A Turbulent Odyssey Post-Pandemic

Following the upheaval caused by the pandemic, the airline industry has encountered various challenges, from elevated fuel costs to labor shortages and contractual disagreements. Additionally, negative publicity surrounding the quality of Boeing’s (NYSE:BA) aircraft has further compounded the woes faced by airline stocks, pushing them into a downward trajectory.

However, amidst this turmoil lies an opportunity for savvy investors eyeing the travel sector. The US Global Jets ETF (JETS) presents an attractive avenue to capitalize on the market downturn and potentially reap substantial rewards.

Projected Flight Path to Recovery

Although JETS remains a considerable distance from its pre-pandemic peak of $32, analysts foresee a promising outlook, predicting a 23% upside with an average price target of $24.28. Year-to-date (YTD), the ETF has already registered a 5% increase, showcasing resilience in the face of adversity.

While investing in JETS may necessitate a long-term commitment, positioning oneself in the aviation sector during its turbulent phase could yield substantial returns once the industry regains its vigor, a rebound that appears inevitable.

On the date of publication, Philippa Main held a LONG position in VIK stock.

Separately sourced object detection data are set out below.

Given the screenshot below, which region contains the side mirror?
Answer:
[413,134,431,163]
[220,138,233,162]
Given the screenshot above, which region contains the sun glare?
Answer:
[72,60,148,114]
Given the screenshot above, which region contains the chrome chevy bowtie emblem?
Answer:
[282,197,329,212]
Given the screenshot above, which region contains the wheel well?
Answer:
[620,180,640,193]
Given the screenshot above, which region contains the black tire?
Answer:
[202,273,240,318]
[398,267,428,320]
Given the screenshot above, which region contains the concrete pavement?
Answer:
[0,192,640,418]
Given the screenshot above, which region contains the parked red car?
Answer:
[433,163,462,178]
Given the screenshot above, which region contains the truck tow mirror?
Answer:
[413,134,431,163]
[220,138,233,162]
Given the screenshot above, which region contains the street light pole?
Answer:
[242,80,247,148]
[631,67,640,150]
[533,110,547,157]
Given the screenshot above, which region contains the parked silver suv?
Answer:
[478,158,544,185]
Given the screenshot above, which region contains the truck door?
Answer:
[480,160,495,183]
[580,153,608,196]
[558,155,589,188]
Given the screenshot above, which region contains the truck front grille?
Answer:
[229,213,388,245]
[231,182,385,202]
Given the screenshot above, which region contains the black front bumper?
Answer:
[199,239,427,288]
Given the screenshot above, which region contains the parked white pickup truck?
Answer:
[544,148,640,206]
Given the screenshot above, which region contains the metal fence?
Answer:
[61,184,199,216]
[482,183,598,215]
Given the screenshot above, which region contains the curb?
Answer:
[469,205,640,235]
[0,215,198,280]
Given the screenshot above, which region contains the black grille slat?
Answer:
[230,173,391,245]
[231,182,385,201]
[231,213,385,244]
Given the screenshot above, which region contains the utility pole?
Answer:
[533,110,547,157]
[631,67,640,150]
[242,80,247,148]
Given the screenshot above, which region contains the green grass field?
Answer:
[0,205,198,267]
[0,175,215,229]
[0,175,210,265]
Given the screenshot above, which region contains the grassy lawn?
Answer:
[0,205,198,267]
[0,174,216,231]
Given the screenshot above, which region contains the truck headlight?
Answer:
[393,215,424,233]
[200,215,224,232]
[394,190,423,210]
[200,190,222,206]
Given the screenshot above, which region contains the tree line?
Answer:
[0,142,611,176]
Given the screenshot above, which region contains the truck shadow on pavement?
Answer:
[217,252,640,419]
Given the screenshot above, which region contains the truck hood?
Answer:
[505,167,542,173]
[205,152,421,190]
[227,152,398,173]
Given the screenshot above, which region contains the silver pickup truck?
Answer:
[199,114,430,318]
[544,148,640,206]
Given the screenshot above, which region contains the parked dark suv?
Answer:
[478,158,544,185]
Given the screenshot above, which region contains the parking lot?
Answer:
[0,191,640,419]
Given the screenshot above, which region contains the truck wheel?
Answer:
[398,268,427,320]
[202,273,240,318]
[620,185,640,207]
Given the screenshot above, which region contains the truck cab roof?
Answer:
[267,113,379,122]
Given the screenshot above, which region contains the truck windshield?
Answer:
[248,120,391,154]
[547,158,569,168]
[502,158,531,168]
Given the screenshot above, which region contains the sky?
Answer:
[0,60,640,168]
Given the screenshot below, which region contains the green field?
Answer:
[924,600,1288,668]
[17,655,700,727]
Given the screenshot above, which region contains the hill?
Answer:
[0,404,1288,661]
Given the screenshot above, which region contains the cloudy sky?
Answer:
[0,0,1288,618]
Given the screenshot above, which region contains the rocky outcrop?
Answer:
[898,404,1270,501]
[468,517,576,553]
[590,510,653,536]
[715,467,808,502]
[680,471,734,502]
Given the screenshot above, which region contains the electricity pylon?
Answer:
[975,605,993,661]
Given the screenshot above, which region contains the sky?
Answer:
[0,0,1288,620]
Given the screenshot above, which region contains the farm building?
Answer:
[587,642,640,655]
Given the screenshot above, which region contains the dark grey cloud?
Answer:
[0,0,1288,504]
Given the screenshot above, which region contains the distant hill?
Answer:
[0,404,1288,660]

The opinions expressed in this article are those of the writer, subject to the InvestorPlace.com Publishing Guidelines.

Philippa Main, a real estate agent in Virginia and Florida, leverages her expertise in the real estate market to inform her investments across diverse industries. Advocating financial education for women, she combines her roles in real estate, freelance writing, editing, and business development to empower individuals in navigating the realm of finance and investing.